Although this matter was not raised on appeal, the High Court restated the correctness of its approach in Andrews v Australia and New Zealand Banking Group Ltd,4 that the application of the penalty rule applies upon breach of contract and in equity. The High Court appeared untroubled by the UK Supreme Court's comments that the finding that the penalty doctrine survived in equity was a 'radical departure from the previous understanding of the law'.5 As Chief Justice French put it, 'the common law in Australia is the common law of Australia'.6 However, interestingly, Chief Justice French noted that the penalties doctrine has been haphazardly developed and may benefit from statutory reform.
Dissenting judgment of Justice Nettle
Justice Nettle was in dissent and would have allowed the penalty appeal. His Honour appears to have adopted a more rigid approach in considering the scope and application of the relevant test to determine whether a fee is a penalty.
His Honour was influenced by the fact that the payment fee was fixed regardless of whether the late payment is 'serious or trivial with respect to time or amount'.7 Unlike the majority, Justice Nettle held that Justice Gordon was correct to assess 'greatest recoverable loss' by reference to what would be recoverable as unliquidated damages.8 His Honour found that ANZ's costs of loss provisioning, regulatory capital and some operational costs could not be taken into account because, in many cases, they were future costs not ultimately incurred by ANZ.
The statutory appeal
The High Court also dismissed the appeal in respect of the statutory causes of action, with the majority rejecting the statutory claims on their merits. Justice Nettle also ordered that the appeal be dismissed, but ordered so without any adjudication on the merits. The majority of the High Court agreed with the findings of the lower courts that ANZ's conduct was not unconscionable, unjust or unfair. None of the usual indictors of unconscionability or unfairness existed, having regard to ANZ's legitimate interests and the fact that these were not limited to losses occasioned by the appellants' breach.

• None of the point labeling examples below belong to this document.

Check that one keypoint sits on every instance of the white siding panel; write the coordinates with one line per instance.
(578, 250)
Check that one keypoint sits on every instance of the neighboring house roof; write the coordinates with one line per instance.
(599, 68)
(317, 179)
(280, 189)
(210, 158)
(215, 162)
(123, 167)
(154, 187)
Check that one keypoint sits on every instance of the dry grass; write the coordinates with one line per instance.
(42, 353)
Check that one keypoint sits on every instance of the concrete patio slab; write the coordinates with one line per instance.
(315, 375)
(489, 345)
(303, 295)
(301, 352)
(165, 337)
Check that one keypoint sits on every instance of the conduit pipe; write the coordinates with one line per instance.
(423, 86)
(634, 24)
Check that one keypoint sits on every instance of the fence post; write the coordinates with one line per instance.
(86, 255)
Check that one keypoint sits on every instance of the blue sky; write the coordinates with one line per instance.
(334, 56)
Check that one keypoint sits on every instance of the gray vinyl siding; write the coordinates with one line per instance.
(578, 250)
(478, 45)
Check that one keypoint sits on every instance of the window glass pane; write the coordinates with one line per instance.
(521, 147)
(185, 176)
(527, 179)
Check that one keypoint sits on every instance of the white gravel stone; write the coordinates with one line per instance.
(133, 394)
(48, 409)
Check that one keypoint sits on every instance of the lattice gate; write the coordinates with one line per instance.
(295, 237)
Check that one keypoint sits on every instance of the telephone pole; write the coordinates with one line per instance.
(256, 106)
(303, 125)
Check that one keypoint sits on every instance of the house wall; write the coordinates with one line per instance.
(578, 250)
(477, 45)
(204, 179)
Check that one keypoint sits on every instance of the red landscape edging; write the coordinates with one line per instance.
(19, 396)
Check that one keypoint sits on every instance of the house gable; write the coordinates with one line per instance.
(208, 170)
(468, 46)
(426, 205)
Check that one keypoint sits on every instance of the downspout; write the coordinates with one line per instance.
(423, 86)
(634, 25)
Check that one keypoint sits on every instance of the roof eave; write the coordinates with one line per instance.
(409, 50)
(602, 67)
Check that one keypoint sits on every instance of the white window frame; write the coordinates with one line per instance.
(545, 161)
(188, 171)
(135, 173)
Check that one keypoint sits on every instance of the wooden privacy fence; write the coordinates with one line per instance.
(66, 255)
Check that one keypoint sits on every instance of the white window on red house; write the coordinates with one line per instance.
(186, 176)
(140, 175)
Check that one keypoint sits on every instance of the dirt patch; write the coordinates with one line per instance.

In relation to unconscionability, Chief Justice Allsop in the Full Federal Court decision had provided detailed guidance on the meaning of unconscionable conduct. The High Court did not depart from this analysis. Justice Keane emphasised that the existence of a disparity in bargaining power alone is not enough to establish that the party which enjoys the superior power has acted unconscionably by exercising it. To focus on inequality of bargaining power is to ignore the words of the statute which require conduct to be unconscionable 'in all the circumstances'.
The High Court decision clearly casts serious doubt over the future of other penalties class actions.
More generally, the decision provides welcome clarity on the application of the penalty rule. Businesses in a broad range of sectors, including banking, finance, utilities and telecommunications can take comfort and guidance from the decision, as it permits the protection of a broader array of 'legitimate interests' in a range of clauses of this kind, therefore providing greater commercial certainty.
-  HCA 28.
- See for example, Paciocco v Australia and New Zealand Banking Group Limited  HCA 28, ,  (Keane J).
- Paciocco v Australia and New Zealand Banking Group Limited  HCA 28, .
- Andrews v Australia and New Zealand Banking Group Ltd (2012) 247 CLR 205.
- Cavendish Square Holding BV v Makdessi  3 WLR 1373, 1396 .
- Paciocco v Australia and New Zealand Banking Group Limited  HCA 28,  (French CJ).
- Paciocco v Australia and New Zealand Banking Group Limited  HCA 28,  (Nettle J).
- Paciocco v Australia and New Zealand Banking Group Limited  HCA 28, - (Nettle J).